In brief: it is my belief that one simply cannot underestimate the universal associations with a symbol like the hammer and sickle, nor attempt to separate the Socialist ideology behind it from the disastrous results which occurred after the implementation of Socialist policies; it is simply foolish. And like with Communism itself, while ideological sincerity might be the motivating force, the harsh realities–in this case, say, a two-year prison sentence or a stab in the stomach from a nationalist–might just not be worth it. Not even to fit in with the hip, retro-kitsch crowds that seem fascinated with Communist iconography.

Just one example of how visual symbols can play a big role in the study of history and political science.


So, I just finished my first week of classes… and so far, so good. The program seems promising. There are three compulsory components for the first year: (1) courses in Statistics; Research Problems and Methods; and State Building, Nationalism, and Development in Eastern Europe; (2) compulsory open lectures which we must attend and then report on; and (3) language courses in either Russian, Slovak, Bulgarian, or Bosnian-Serbian-Croatian.

Monday, I attended one of the elective courses being offered this semester: Community Participation and Social Trust in Eastern  Europe. Seems interesting– sociology-based. Main topics include social capital and social trust, globalization, and democratization of post-socialist countries. The professor (Antonio Maturo) is Italian. He actually spent some time at Brown University as a research fellow and has been to Greenpoint, so we have some common stomping grounds. I’m still not sure if I’ll stay in his class, since it doesn’t fit into my program of study, but an option might be to just follow it and then abstain from taking the final exam. I’ve only attended two classes so far, so we shall see.

I also went to my first class of Russian on Monday. I was thrilled to find out that the program is offering an introductory-level Russian course, since initially, only Russian advanced was listed. The course is being taught two days a week by two professors, working in concert. One is Italian (Berardi), the other is Russian (Buglakova). It was only a short introductory meeting, but this coming Monday, we start with the Russian alphabet(!) Exciting!

Professor Bianchini–director of MIREES–is teaching two courses this semester: Post-Socialist Transition and EU Enlargement Eastwards (elective) as well as State Building, Nationalism, and Development in Eastern Europe (compulsory). The former will mainly explore both the supranational as well as the regional dimensions of recent EU enlargement (mainly the enlargements of 2004). The latter, which is a compulsory course, will begin with the 19th century and the Narodniks and follow through to Gorbachev, focusing on the social/political dimension of development in Eastern Europe.

Lastly, we had our first compulsory class of Statistics with Professor Luciano Picci. So far, it was just an introduction of basic terminology. I’m excited about this class. The professor speaks English very well and is really organized and to-the-point. I mean, he is an economist, after all.
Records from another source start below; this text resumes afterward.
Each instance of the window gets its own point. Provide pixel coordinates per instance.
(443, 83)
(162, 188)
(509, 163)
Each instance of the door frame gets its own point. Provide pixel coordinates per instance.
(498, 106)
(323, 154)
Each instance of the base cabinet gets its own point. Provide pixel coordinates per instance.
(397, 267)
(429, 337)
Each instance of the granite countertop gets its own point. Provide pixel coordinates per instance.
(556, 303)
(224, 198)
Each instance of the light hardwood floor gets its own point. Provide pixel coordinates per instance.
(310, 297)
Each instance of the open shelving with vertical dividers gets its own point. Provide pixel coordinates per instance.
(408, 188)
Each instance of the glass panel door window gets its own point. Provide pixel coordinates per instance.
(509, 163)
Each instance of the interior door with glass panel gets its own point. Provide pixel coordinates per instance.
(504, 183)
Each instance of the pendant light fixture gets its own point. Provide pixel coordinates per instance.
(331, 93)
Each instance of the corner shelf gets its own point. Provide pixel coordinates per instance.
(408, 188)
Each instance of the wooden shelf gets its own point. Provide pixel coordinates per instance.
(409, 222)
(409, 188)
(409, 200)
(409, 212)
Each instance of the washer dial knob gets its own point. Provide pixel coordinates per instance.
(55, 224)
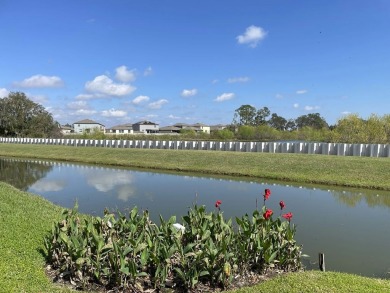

All in all, the first week was low-key: course presentations, introductions of basic concepts, a few readings.

By the end of October, we are required to choose a study plan from one of three curricula: Economics; Politics and International Relations; and History, Media, and Cultural Studies. One course from both remaining curricula is compulsory. The program is a Master’s in Interdisciplinary Research and Studies on Eastern Europe, afterall.

I’ve chosen the Politics and International Relations curriculum, and preliminarily would like to focus on “Political Transition, the EU, and Security.”  Courses in this study plan include National Political Movements in East-Central Europe; Regional Policies in East Central EuropeSecurity Building in Central and Eastern Europe: NATO, Russia and the EU; and The US, USSR and the «New Europe». We shall see, however. I still need to consult. But I’m ready to get going!

This week was also the welcome week for ERASMUS and international students. There were some planned events and we all got to mingle. It was nice to get out and away from student loan issues… let’s just say that international institutions and American loan companies don’t mix.